Cum natus esset Iesus in Béthlehem Iuda in diébus Heródis regis, ecce, Magi ab Oriénte venerunt Ierosólymam, dicéntes: Ubi est, qui natus est rex Iudæórum? Vidimus enim stellam eius in Oriénte, et vénimus adoráre eum. Audiens autem Heródes rex, turbatus est, et omnis Ierosólyma cum illo. Et cóngregans omnes principes sacerdotum et scribas pópuli, sciscitabátur ab eis, ubi Christus nasceretur. At illi dixérunt ei: In Béthlehem Iudæ: sic enim scriptum est per Prophétam: Et tu, Béthlehem terra Iuda, nequaquam mínima es in princípibus Iuda; ex te enim éxiet dux, qui regat pópulum meum Israël. Tunc Heródes, clam vocátis Magis, diligénter dídicit ab eis tempus stellæ, quæ appáruit eis: et mittens illos in Béthlehem, dixit: Ite, et interrogáte diligénter de púero: et cum invenéritis, renuntiáte mihi, ut et ego véniens adórem eum. Qui cum audíssent regem, abiérunt. Et ecce, stella, quam víderant in Oriénte, antecedébat eos, usque dum véniens staret supra, ubi erat Puer. Vidéntes autem stellam, gavísi sunt gáudio magno valde. Et intrántes domum, invenérunt Púerum cum María Matre eius, et procidéntes adoravérunt eum. Et, apértis thesáuris suis, obtulérunt ei múnera, aurum, thus et myrrham. Et re sponso accépto in somnis, ne redírent ad Heródem, per aliam viam revérsi sunt in regiónem suam.

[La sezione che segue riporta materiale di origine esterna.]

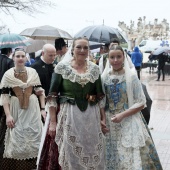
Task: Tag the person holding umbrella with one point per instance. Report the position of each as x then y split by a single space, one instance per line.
23 115
74 98
162 58
128 142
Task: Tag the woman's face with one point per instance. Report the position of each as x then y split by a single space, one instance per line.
20 58
81 49
116 59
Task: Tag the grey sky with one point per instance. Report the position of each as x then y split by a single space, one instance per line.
73 15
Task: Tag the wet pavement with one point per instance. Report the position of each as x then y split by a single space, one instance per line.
159 124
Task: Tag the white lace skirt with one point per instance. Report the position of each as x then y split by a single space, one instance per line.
79 138
22 141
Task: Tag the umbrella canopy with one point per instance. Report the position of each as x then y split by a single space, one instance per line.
36 45
101 34
12 41
46 33
94 45
161 50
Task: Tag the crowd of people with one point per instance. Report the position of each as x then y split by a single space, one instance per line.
68 113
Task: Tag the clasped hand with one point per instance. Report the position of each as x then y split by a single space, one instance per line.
117 118
10 121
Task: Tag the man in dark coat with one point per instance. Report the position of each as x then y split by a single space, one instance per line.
45 66
162 58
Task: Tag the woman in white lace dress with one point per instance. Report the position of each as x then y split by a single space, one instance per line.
129 145
76 86
23 115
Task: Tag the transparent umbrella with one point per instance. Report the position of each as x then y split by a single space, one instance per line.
101 34
161 50
12 41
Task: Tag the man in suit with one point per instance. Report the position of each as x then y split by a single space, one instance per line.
45 66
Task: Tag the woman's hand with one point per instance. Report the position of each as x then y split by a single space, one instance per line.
52 129
39 92
10 121
103 127
117 118
44 114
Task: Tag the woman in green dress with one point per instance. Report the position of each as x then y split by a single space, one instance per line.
76 90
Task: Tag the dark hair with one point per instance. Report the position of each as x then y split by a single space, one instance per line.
19 49
59 43
115 40
79 38
6 51
117 47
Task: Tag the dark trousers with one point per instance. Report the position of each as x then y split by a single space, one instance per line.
161 68
138 71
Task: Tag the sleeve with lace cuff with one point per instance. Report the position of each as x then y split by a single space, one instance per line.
39 89
52 100
5 96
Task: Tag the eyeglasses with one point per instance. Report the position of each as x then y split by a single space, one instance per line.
19 49
20 56
79 48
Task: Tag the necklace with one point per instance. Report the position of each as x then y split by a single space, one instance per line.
20 71
118 71
84 67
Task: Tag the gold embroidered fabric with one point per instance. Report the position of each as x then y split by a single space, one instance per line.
21 93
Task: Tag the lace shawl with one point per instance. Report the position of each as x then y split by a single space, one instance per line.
71 74
134 133
10 81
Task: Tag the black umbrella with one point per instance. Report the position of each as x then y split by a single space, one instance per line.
101 34
147 109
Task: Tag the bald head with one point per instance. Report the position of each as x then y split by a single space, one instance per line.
49 53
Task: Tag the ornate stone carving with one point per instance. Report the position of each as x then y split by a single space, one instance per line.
155 30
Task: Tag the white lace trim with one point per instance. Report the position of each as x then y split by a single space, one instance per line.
52 102
134 133
71 74
9 80
69 140
4 99
22 142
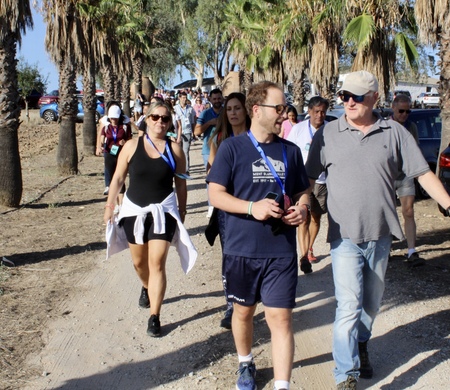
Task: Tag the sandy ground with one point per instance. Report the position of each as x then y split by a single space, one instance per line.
93 335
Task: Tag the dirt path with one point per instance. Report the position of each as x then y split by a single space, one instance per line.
94 335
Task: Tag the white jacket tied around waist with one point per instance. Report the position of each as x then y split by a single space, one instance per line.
181 239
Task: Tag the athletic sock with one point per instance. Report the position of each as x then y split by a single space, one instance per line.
247 358
281 385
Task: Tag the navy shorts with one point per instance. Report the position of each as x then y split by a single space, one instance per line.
271 281
128 225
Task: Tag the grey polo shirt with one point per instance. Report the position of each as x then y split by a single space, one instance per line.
361 171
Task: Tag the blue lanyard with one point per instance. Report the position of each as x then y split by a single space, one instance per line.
269 164
114 132
170 161
183 113
310 131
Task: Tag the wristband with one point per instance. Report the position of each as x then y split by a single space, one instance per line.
249 211
307 207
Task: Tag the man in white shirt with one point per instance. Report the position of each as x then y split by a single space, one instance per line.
301 135
186 122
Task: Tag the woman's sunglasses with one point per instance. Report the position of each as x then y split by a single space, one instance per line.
164 118
356 98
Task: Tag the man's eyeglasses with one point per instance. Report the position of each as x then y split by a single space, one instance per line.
356 98
279 108
156 118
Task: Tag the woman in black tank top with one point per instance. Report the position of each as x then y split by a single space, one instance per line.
152 161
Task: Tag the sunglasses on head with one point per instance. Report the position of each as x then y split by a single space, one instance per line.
164 118
356 98
279 108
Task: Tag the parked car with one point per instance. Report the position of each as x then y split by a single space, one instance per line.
444 171
429 126
401 92
51 97
32 99
431 100
49 112
417 103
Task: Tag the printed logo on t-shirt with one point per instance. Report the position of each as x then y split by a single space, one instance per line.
261 172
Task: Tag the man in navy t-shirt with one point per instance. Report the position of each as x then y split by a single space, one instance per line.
259 180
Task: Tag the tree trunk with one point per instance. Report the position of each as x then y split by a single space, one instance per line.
89 107
444 88
199 75
108 79
126 95
67 155
138 66
10 168
218 79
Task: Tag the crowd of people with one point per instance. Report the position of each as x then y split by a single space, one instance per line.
269 180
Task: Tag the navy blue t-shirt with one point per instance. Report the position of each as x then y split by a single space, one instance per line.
239 167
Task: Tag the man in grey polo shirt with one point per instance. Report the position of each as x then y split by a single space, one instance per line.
362 156
186 122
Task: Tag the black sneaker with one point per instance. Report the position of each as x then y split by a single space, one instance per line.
415 260
247 374
226 320
144 301
154 326
365 369
349 384
305 265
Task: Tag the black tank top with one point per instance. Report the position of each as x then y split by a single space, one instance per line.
151 179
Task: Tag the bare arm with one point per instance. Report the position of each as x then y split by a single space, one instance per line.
435 189
119 177
212 156
100 140
180 184
179 131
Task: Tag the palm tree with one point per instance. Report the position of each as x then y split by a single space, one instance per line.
63 32
253 25
15 17
86 52
433 19
377 28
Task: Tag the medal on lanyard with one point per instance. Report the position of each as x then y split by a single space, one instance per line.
286 198
114 133
170 161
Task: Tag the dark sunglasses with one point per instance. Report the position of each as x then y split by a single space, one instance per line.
279 108
156 118
356 98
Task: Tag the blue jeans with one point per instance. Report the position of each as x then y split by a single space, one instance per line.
358 274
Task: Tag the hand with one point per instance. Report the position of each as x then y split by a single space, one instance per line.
445 212
295 215
109 214
266 208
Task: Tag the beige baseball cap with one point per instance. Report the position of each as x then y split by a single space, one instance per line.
359 83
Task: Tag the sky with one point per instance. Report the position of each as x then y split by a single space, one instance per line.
33 51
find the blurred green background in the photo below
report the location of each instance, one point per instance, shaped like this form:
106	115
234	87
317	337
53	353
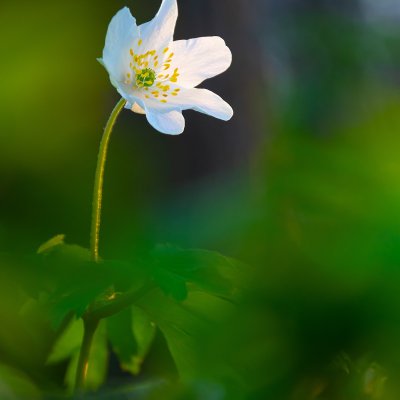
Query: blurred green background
302	186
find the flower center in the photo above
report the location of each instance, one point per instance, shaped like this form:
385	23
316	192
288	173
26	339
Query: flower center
145	78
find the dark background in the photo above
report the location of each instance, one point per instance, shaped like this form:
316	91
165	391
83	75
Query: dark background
302	184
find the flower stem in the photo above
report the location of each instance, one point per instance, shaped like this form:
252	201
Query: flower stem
98	181
90	327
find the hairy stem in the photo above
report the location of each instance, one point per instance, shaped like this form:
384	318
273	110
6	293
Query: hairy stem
98	182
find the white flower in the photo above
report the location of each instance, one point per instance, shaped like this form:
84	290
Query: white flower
157	76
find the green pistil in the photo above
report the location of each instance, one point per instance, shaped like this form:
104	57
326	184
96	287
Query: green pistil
145	78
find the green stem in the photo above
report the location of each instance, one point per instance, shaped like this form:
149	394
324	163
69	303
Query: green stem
98	181
90	327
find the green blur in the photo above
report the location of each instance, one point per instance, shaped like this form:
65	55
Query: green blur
312	216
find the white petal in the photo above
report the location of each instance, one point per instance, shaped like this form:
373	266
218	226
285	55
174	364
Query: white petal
171	123
158	33
122	33
201	100
137	109
200	59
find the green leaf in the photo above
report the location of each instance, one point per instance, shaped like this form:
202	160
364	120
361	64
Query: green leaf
68	343
123	343
131	334
55	241
186	326
144	331
14	385
173	268
98	362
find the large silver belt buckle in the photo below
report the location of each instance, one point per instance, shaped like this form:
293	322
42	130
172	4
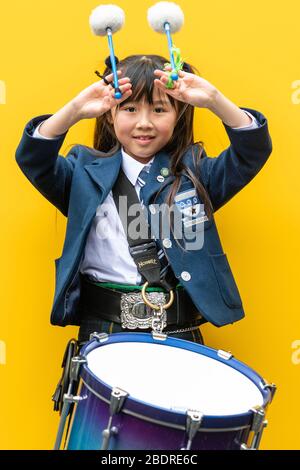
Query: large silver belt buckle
136	314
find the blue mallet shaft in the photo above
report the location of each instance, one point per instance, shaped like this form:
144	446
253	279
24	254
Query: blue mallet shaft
118	93
174	76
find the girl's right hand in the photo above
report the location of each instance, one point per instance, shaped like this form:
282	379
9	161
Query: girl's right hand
98	98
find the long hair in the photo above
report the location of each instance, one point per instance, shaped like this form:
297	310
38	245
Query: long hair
140	68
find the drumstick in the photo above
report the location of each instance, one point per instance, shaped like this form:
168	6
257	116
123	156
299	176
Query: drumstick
167	17
104	21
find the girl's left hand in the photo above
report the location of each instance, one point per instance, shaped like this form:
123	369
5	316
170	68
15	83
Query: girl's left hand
189	88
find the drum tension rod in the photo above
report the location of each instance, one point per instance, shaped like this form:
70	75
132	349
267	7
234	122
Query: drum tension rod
193	423
258	424
272	388
68	398
100	337
117	400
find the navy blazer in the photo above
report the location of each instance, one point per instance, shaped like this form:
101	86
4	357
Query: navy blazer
78	183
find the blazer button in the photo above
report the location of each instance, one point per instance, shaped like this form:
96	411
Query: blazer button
152	209
167	243
185	275
160	178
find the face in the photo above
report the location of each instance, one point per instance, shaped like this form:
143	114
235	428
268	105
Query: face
135	119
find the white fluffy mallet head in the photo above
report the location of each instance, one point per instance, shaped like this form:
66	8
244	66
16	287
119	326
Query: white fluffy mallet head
106	16
163	12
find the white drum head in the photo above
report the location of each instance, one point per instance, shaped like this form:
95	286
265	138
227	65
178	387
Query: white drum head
173	378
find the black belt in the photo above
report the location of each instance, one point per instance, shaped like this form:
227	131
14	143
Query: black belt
102	303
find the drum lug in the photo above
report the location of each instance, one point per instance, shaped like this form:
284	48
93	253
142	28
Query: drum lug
117	399
159	336
258	424
76	363
272	388
225	354
69	398
193	423
101	337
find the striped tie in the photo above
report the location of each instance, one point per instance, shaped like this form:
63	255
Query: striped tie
142	179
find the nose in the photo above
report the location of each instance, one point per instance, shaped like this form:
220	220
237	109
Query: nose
144	120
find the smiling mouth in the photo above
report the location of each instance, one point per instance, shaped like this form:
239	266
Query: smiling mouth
144	138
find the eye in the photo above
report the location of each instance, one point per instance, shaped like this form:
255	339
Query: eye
130	107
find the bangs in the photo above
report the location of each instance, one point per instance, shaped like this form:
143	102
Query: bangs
142	77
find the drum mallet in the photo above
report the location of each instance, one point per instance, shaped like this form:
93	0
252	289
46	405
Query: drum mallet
167	17
106	20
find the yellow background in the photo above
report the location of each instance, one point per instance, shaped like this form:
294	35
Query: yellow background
250	51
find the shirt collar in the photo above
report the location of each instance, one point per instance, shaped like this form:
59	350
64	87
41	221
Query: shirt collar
132	167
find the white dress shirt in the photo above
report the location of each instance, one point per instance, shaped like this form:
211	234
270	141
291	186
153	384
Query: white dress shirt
106	256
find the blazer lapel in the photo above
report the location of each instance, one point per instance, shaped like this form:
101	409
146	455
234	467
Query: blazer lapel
103	172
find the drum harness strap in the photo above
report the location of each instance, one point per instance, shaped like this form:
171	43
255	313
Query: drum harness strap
144	249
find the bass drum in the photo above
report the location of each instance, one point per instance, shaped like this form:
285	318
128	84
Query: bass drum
138	392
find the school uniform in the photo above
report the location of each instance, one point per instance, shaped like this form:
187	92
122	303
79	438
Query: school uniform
80	185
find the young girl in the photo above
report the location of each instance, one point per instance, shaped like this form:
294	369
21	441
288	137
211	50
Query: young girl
99	278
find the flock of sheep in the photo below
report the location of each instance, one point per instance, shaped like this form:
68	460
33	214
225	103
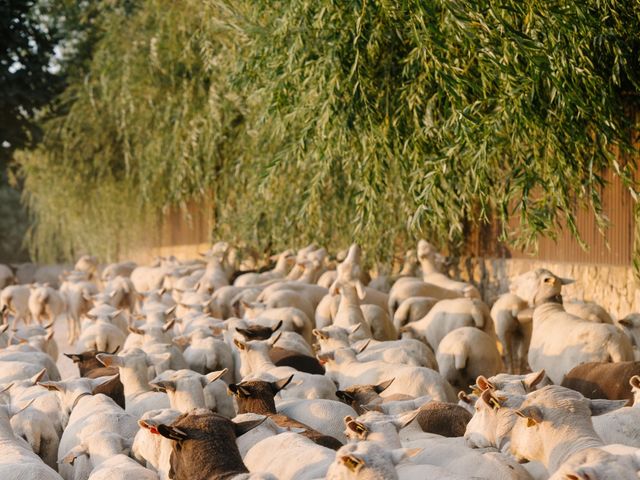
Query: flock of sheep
311	369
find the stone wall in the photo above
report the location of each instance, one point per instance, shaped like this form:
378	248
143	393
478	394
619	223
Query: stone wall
612	286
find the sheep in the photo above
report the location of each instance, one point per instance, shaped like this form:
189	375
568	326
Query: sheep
561	341
588	311
213	278
282	357
407	287
434	450
31	356
257	365
406	351
186	390
412	309
447	315
206	354
278	272
122	293
40	337
257	397
101	335
563	438
113	270
17	461
133	368
621	426
90	367
293	319
513	333
46	304
106	458
204	446
350	313
297	457
603	379
427	257
6	276
14	299
365	460
151	449
630	325
82	411
343	367
87	264
77	295
465	353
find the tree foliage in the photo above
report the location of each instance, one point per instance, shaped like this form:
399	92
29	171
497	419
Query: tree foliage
331	121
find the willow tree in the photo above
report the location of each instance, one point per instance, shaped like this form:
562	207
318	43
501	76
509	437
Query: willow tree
372	120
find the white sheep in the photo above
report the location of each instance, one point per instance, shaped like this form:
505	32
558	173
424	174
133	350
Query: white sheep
447	315
133	368
343	367
17	461
14	300
561	341
427	255
513	333
46	304
297	457
411	310
465	353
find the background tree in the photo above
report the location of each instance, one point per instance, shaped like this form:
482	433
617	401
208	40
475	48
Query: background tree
374	121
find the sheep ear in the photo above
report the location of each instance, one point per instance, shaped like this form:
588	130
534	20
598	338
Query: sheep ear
532	414
272	341
38	376
98	382
4	389
625	322
243	427
363	348
280	384
525	315
484	384
344	396
164	385
74	357
406	418
600	407
109	360
137	331
167	326
319	334
213	376
171	433
400	454
240	345
533	379
52	386
74	453
354	328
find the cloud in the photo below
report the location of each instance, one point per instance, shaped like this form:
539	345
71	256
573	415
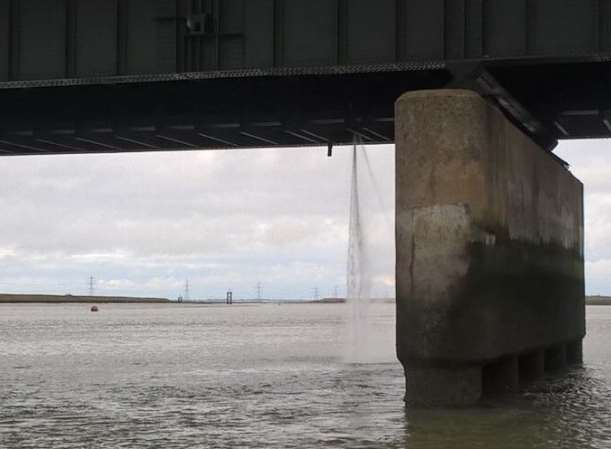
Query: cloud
143	223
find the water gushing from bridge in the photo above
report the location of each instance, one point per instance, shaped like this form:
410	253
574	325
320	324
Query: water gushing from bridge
359	269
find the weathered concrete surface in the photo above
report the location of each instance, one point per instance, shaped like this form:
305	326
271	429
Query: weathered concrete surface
489	247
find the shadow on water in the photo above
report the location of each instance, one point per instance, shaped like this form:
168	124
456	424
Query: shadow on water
568	410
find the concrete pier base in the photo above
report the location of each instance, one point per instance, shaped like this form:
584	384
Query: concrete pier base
532	366
489	232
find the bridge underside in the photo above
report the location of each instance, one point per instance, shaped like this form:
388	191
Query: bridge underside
551	101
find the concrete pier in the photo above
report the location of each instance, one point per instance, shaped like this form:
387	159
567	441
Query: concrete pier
490	272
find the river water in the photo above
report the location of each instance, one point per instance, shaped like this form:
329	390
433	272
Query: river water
263	376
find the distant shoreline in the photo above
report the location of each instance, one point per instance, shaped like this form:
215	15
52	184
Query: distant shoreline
598	300
72	299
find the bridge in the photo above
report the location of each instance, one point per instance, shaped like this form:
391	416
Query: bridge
489	222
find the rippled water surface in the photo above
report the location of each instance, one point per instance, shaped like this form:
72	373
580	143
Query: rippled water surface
265	376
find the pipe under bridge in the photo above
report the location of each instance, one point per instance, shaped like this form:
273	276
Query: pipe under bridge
489	222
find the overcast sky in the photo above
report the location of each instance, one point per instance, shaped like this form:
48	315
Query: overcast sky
142	224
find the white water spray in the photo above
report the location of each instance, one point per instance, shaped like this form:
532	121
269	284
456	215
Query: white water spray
360	275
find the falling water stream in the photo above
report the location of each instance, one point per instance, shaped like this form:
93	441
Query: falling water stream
359	272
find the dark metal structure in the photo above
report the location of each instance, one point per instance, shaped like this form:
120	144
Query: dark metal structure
81	76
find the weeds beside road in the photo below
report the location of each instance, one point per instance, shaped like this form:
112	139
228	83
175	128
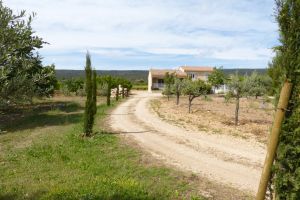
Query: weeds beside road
42	156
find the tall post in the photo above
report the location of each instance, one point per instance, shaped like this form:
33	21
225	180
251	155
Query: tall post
274	139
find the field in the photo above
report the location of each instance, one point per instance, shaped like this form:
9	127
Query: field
43	156
214	115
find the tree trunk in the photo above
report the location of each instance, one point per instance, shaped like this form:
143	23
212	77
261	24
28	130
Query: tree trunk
108	96
237	107
117	94
190	103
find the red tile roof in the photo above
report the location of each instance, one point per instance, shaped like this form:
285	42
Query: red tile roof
197	69
160	73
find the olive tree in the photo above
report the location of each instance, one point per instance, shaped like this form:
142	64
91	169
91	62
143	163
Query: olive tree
237	88
22	75
168	82
216	78
257	85
287	165
177	88
194	89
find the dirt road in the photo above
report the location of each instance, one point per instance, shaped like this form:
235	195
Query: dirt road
222	158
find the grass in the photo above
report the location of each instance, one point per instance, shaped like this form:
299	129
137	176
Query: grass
43	156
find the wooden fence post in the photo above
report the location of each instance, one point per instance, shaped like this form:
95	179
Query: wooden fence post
274	139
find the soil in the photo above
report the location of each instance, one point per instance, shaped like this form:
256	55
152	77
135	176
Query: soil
222	158
216	116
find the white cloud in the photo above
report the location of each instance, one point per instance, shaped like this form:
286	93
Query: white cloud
229	30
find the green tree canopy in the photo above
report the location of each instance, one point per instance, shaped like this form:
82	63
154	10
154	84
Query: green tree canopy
217	77
287	165
194	89
22	75
257	85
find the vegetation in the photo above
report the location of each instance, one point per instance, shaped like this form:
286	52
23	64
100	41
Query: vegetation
176	88
194	89
168	82
237	89
22	75
73	85
217	78
68	167
109	83
257	85
287	165
90	104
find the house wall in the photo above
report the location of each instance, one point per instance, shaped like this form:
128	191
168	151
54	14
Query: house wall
157	83
198	75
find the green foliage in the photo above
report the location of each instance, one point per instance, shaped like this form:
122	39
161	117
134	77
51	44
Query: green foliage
177	88
257	85
22	75
217	77
89	111
109	83
287	165
73	85
168	82
277	73
237	88
195	89
68	167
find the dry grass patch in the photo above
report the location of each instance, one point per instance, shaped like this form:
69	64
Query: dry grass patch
217	116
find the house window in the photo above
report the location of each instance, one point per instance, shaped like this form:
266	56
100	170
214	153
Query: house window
161	81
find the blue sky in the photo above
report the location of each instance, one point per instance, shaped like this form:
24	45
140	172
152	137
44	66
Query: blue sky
139	34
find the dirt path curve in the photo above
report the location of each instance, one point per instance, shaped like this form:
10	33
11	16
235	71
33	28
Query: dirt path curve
225	159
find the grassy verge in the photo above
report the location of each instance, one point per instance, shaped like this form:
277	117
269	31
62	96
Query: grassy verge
140	87
42	156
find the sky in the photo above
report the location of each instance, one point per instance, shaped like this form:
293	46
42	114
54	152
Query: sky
143	34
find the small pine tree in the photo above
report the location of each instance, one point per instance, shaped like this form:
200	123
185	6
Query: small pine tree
89	105
94	91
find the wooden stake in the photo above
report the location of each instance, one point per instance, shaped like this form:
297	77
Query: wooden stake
274	139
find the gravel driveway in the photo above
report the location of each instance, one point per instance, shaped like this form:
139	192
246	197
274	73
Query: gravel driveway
222	158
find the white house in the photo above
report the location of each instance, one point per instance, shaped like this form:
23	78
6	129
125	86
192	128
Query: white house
156	76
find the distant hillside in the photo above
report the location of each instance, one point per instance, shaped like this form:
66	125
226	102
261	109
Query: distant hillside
244	71
135	75
132	75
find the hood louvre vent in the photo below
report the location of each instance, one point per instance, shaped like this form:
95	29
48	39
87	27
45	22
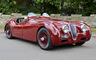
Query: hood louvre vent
73	31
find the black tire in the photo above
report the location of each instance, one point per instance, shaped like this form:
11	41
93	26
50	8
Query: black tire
49	44
9	36
79	44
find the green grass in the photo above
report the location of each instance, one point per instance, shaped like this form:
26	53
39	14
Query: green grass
93	29
1	27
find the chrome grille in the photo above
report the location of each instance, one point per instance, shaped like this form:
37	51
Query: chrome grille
73	31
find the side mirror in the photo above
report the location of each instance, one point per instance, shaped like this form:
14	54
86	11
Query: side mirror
25	18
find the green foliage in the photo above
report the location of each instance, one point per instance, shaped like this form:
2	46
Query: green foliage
84	7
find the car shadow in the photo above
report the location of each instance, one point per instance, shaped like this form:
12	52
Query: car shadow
26	41
55	48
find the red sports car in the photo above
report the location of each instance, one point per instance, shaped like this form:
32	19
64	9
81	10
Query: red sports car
48	32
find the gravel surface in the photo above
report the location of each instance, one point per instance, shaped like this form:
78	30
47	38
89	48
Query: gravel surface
19	49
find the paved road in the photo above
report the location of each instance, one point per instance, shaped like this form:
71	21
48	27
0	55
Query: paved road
19	49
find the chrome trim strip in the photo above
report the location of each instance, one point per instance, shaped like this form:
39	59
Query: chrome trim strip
71	31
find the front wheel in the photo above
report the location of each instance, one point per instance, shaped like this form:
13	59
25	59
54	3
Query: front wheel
8	32
43	39
79	44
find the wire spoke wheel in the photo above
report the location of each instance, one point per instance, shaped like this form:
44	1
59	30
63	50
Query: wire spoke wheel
8	32
43	39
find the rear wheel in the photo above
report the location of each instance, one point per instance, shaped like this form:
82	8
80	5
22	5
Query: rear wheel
8	32
81	43
44	40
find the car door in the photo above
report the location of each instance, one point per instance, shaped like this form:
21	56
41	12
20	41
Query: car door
18	29
29	30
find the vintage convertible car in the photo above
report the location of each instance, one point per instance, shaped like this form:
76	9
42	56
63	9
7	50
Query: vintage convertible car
48	32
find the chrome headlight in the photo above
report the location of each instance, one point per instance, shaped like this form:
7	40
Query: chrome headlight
65	28
83	27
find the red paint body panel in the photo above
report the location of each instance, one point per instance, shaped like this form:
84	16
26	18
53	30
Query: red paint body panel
29	28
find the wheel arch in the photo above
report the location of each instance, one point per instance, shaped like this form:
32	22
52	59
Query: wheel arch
53	31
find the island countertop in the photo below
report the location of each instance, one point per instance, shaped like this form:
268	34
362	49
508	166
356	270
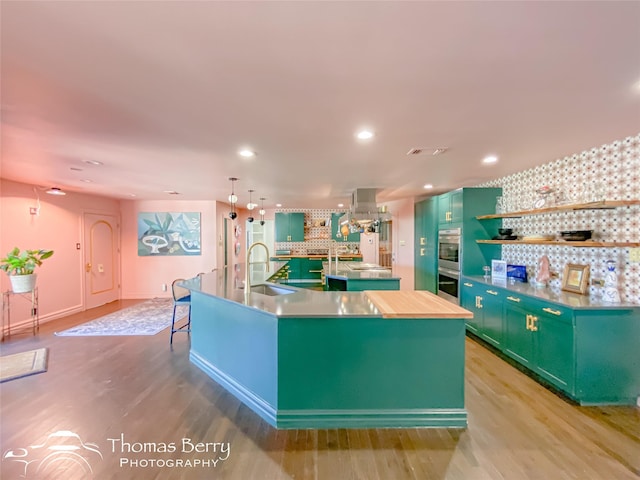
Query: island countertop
228	284
357	271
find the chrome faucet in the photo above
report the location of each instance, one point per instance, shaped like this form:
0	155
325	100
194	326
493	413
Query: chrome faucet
247	275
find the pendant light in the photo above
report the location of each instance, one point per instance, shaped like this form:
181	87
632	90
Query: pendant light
261	212
233	199
250	206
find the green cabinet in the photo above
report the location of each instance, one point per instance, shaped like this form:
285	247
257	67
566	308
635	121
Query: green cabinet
450	209
426	245
485	303
518	338
289	227
456	209
589	353
337	234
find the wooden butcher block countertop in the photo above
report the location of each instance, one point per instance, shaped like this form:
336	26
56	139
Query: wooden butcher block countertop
414	304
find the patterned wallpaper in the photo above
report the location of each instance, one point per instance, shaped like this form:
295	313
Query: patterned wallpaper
317	231
611	172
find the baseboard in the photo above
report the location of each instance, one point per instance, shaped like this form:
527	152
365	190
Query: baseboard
388	418
320	419
27	323
266	411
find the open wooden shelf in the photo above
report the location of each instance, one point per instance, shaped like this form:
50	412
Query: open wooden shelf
561	243
606	204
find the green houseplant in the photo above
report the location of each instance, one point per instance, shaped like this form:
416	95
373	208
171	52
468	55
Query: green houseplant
20	266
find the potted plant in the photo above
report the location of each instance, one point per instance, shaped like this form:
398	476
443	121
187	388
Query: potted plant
20	266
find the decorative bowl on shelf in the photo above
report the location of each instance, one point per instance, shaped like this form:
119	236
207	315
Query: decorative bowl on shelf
576	235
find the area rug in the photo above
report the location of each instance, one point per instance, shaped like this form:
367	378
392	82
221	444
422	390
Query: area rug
146	318
23	364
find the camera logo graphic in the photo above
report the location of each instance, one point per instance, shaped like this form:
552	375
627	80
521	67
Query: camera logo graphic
62	451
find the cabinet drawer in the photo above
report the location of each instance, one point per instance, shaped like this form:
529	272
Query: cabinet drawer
553	311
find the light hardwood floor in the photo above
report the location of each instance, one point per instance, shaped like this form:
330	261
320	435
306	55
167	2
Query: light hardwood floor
104	387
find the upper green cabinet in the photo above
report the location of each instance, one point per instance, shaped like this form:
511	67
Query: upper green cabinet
337	234
289	227
426	239
450	209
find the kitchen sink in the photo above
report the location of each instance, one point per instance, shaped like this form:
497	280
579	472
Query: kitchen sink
271	290
366	266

(Vangelo secondo Matteo 2, 1 - 12)

Traduzione:

Nato Gesú, in Betlemme di Giuda, al tempo del re Erode, ecco arrivare dei Magi dall’Oriente, dicendo: Dov’è nato il Re dei Giudei? Abbiamo visto la sua stella in Oriente e siamo venuti per adorarlo. Sentite tali cose, il re Erode si turbò, e con lui tutta Gerusalemme. E, adunati tutti i sommi sacerdoti e gli scribi del popolo, voleva sapere da loro dove doveva nascere Cristo. E questi gli risposero: A Betlemme di Giuda, perché cosí è stato scritto dal Profeta: E tu Betlemme, terra di Giuda, non sei la minima tra i príncipi di Giuda: poiché da te uscirà il duce che reggerà il mio popolo Israele. Allora Erode, chiamati a sé di nascosto i Magi, si informò minutamente circa il tempo dell’apparizione della stella e, mandandoli a Betlemme, disse loro: Andate e cercate diligentemente il bambino, e quando l’avrete trovato fatemelo sapere, affinché io pure venga ad adorarlo. Quelli, udito il re, partirono: ed ecco che la stella che avevano già vista ad Oriente li precedeva, finché, arrivata sopra il luogo dov’era il bambino, si fermò. Veduta la stella, i Magi gioirono di grandissima gioia, ed entrati nella casa trovarono il bambino con Maria sua madre e prostratisi, lo adorarono. E aperti i loro tesori, gli offrirono in dono oro, incenso e mirra. Avvertiti poi in sogno di non passare da Erode, tornarono al loro paese per un altra strada.



Scuola di Maratta (XVII secolo), Adorazione dei Magi, Museo d'Arte di Ancona.